The sovereign wealth fund, which gets its capital from Norway's oil and gas wealth, is seeking to boost returns and expand into new asset classes. After getting its first capital infusion 18 years ago, the fund has steadily added risk, expanding into stocks in 1998, emerging markets in 2000 and real estate in 2011 to safeguard the wealth of Western Europe's largest oil exporter.
The fund, which owns 1.3% of the world's stocks, has missed a 4% real-return target since it started investing in the late 1990s. Since the establishment of Norges Bank Investment Management in 1998, the fund has had a real annual return of 3.75% and a nominal return of 5.83%, on average.

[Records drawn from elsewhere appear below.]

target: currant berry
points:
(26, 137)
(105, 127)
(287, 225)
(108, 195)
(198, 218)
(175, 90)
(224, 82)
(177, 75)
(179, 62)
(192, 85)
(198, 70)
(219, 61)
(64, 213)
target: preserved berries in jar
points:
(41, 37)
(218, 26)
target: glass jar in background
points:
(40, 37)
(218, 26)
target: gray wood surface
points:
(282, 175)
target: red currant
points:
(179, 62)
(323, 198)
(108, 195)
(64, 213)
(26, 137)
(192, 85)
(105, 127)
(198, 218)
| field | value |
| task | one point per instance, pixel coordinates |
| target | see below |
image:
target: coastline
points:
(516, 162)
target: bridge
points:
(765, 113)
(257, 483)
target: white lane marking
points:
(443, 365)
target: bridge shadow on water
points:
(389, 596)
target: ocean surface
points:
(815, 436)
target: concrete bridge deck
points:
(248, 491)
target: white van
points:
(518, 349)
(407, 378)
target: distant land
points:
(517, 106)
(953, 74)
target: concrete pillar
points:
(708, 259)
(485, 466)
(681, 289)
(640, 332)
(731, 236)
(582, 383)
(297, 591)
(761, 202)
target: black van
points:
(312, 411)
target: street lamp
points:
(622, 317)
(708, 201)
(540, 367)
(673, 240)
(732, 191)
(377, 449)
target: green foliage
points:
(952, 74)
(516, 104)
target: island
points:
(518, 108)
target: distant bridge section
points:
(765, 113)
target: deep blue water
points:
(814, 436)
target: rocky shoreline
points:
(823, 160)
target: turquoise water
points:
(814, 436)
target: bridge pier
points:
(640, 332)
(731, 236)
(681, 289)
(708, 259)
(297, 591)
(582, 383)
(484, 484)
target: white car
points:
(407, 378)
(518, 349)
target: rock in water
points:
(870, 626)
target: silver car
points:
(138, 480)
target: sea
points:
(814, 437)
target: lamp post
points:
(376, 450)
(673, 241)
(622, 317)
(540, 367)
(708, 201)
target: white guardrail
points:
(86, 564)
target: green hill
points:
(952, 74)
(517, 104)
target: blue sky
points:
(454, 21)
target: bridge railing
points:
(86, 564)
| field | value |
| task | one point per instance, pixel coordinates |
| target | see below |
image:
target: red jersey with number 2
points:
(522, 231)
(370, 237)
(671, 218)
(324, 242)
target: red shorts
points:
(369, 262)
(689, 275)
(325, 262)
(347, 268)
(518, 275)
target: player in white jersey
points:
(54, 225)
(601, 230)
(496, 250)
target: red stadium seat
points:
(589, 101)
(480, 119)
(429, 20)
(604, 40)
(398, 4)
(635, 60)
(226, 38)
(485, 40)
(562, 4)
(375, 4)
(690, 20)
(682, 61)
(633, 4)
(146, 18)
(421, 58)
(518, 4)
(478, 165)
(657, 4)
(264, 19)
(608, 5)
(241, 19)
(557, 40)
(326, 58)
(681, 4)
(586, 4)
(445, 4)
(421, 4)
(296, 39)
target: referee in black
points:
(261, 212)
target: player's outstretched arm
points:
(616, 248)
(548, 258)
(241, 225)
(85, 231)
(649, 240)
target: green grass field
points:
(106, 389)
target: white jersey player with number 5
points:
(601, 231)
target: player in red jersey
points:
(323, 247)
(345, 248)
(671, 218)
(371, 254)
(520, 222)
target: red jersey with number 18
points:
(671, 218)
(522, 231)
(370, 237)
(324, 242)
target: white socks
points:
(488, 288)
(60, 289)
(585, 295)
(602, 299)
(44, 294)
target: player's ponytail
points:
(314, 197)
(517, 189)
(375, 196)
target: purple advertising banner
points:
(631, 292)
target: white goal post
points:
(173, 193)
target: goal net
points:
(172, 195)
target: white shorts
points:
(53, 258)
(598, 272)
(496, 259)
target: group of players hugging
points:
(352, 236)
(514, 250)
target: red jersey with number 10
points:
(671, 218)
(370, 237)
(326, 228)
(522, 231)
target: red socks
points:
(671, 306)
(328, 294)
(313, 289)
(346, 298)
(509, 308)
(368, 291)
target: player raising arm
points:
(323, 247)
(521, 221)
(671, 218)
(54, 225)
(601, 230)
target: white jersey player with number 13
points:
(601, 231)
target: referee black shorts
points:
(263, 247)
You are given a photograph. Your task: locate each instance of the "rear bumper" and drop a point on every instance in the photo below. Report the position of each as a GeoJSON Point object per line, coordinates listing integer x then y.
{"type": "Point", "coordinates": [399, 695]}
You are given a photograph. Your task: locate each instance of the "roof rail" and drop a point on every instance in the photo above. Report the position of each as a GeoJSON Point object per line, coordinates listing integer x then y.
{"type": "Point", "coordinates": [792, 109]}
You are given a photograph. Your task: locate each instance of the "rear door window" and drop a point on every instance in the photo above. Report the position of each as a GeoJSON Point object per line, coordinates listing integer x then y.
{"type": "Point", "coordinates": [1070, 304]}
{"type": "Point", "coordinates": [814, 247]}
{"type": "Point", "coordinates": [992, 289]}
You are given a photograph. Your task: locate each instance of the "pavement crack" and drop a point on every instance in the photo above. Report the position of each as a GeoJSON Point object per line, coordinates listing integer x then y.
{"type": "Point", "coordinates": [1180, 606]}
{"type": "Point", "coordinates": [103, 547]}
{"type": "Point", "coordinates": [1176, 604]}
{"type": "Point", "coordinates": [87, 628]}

Global indexes have “tradability and liquidity” as their main criteria, Mr. Slyngstad said. The fund's strategic benchmark for equities is the FTSE Global All-Cap index, and it uses one made by Barclays Capital for bonds.
“Given that we don't have these liquidity returns and given that indices are created for macro consistency, we are saying explicitly that we are a different investor than the others and saying explicitly that we have a long-term horizon,” Mr. Slyngstad said. “Maybe we should consider the alternatives.”
“An obvious question is whether a greater share of the fund should be invested in less-liquid assets,” Mr. Slyngstad said. “Today, the fund's investment universe is restricted to public markets, with the exception of private real estate.” The proposed changes would be pushed through only after further analysis, Mr. Slyngstad said.
Norway's sovereign wealth fund is mandated by the government to hold about 60% in stocks, 35% in debt and 5% in real estate. It returned 192 billion kroner ($31 billion) last quarter, equivalent to 3.3%.
The fund is shifting its holdings to capture more of global growth and has steered investments away from Europe as emerging markets in Asia and South America increase their share of the world economy. It has weighted its bond portfolio according to gross domestic product, moving away from a market weighting to avoid nations with growing debt burdens.